Headwinds Are Always Lurking
As with any other security, an investor needs to monitor the economic and geo-political environment that could be cause for this stock to stagnate, or even drop. In no special order let me outline what I would watch for:
- Escalation of tensions in Ukraine, which could lead to more of a global issue.
- Global recession issues having an impact on the stock market after the extended bull run, including here in the USA.
- A return to the very loose mortgage lending standards that created the crisis in the first place.

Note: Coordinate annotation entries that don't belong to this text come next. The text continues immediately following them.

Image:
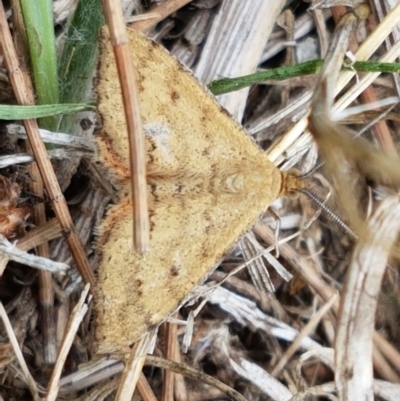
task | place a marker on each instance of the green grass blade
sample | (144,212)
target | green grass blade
(79,56)
(226,85)
(39,24)
(8,112)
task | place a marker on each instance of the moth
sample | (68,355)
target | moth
(208,182)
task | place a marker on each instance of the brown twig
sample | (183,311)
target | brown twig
(23,94)
(162,11)
(171,331)
(145,390)
(115,21)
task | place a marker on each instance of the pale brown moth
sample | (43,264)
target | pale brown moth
(208,183)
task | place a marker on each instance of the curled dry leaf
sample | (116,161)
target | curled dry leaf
(12,218)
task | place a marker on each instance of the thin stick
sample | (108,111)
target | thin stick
(162,11)
(141,226)
(145,390)
(356,323)
(23,93)
(171,331)
(46,290)
(14,342)
(133,368)
(368,95)
(193,374)
(75,320)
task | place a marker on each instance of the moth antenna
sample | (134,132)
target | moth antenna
(375,120)
(337,219)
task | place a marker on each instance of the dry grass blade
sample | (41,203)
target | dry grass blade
(162,11)
(353,346)
(221,51)
(11,252)
(133,368)
(171,331)
(194,374)
(75,320)
(17,350)
(129,90)
(24,95)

- Another wave of foreclosures that could impact future revenue and earnings to some extent.
The Bottom Line
Nothing is ever risk free; however, the recent events lift the curtain of uncertainty to a level that makes an investment in BAC over the long term a smart move. I have no idea as to where the share price of BAC will wind up 2 years from now, but in the short term, I believe that the 52 week highs can be reached before the end of this year.
That would equate to roughly a 17% increase from the current share price of $16.05.
Disclaimer: The opinions of the author are not recommendations to either buy or sell any security. Please remember to do your own research prior to making any investment decision.
Disclosure: The author is long WFC, BAC.
The author wrote this article themselves, and it expresses their own opinions. The author is not receiving compensation for it (other than from Seeking Alpha). The author has no business relationship with any company whose stock is mentioned in this article.